Body After Baby

I’m going to have to face facts.

I’m never going to get my body back. After pregnancy. I still have that little cushion of fat where my lower abdominals are supposed to be. I’ve done the ”six week, six pack” a total of six times and it just doesn’t go away. Above it, in my upper abdominals, I can actually see the muscles – if I turn to the side and squint my eyes a little.

I’ve tried the Inferno, the Turbo fire, the belly blaster, the ten minute abs, the cardio sculpt and the minimizer. I’ve tried to walk the weight away, skip it away and jump it off. I’m no fool. I know that these video models are working out on two other videos, taking dance classes, swimming and running track to get those bodies. But I’m too exhausted to do any more after my 30 minutes of abs.

So my problem area is still as pronounced as it ever was. I’ve tried to cut my carbs and increase my vegetables, decrease my sugar intake and embrace more water. I’ve taken the stairs, parked far away from my destination, sucked in my stomach while watching TV, eating and definitely while wearing my favourite dress.

Sometimes I think that I need a really good dose of the flu to take off a couple of extra pounds, but even when that happens, my appetite never misses a meal. I no longer eat after seven in the evening and any hunger pangs are stamped on with, you guessed it, water.
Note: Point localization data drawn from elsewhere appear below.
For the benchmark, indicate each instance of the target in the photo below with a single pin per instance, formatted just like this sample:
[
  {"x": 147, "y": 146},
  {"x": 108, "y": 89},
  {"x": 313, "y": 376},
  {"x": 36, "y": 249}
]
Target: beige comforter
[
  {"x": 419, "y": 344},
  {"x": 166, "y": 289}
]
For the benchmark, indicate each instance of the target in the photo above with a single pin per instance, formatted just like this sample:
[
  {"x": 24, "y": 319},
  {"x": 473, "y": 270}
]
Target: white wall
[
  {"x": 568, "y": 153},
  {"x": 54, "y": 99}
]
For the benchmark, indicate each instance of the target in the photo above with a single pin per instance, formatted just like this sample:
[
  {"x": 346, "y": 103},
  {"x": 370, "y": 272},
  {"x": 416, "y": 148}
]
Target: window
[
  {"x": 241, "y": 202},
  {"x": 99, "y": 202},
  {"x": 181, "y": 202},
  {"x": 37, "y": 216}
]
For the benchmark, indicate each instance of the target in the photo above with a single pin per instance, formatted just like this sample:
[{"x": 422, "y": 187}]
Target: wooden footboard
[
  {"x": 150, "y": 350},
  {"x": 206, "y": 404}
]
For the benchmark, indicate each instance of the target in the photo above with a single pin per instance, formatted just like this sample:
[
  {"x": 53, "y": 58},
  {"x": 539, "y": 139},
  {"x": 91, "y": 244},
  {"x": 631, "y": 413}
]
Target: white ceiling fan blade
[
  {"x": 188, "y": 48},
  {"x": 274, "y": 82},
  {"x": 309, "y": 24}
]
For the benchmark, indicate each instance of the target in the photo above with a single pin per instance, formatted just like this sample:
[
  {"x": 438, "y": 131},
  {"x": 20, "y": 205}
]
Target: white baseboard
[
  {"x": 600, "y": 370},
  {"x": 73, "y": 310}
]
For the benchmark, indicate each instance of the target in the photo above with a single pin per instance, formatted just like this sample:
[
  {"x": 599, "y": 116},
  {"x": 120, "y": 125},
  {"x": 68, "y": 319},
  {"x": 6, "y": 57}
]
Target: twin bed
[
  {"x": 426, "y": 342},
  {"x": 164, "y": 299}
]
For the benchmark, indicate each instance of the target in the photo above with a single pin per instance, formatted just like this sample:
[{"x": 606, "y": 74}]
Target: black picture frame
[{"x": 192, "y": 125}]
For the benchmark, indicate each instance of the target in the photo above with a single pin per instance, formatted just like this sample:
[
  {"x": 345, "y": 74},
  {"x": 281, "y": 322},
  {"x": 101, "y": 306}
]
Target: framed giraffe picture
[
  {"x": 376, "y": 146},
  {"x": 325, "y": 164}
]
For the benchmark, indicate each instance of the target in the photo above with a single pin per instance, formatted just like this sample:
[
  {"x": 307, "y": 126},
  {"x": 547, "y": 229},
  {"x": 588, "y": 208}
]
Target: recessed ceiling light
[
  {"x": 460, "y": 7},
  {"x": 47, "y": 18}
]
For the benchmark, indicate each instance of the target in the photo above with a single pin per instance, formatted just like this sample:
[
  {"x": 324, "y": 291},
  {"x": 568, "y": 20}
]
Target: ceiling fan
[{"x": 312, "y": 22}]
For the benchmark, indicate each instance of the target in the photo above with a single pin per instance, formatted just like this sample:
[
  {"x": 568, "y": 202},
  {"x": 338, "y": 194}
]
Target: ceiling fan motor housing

The celebrity-obsessed media is busy saying things like “look at that post-baby body four months after baby!” and bestowing compliments with the phrases, “her body is ‘sick’”, and “her waist is soooo tiny”, making the rest of us feel like we just don’t measure up.

Well this is my body after baby – almost seven years after the last one. It’s not perfect. My problem area is still there. Some items of clothing give me a muffin top. Empire-waisted dresses are my best friend. Jersey fabric is not. Spandex is out and earrings that draw the eye up, are definitely in.

But what I call my problem area, my daughter calls, “nice and squishy”. She likes to rest her head there when we snuggle. She says, it makes the perfect pillow. Now that’s a compliment I’ll gladly accept.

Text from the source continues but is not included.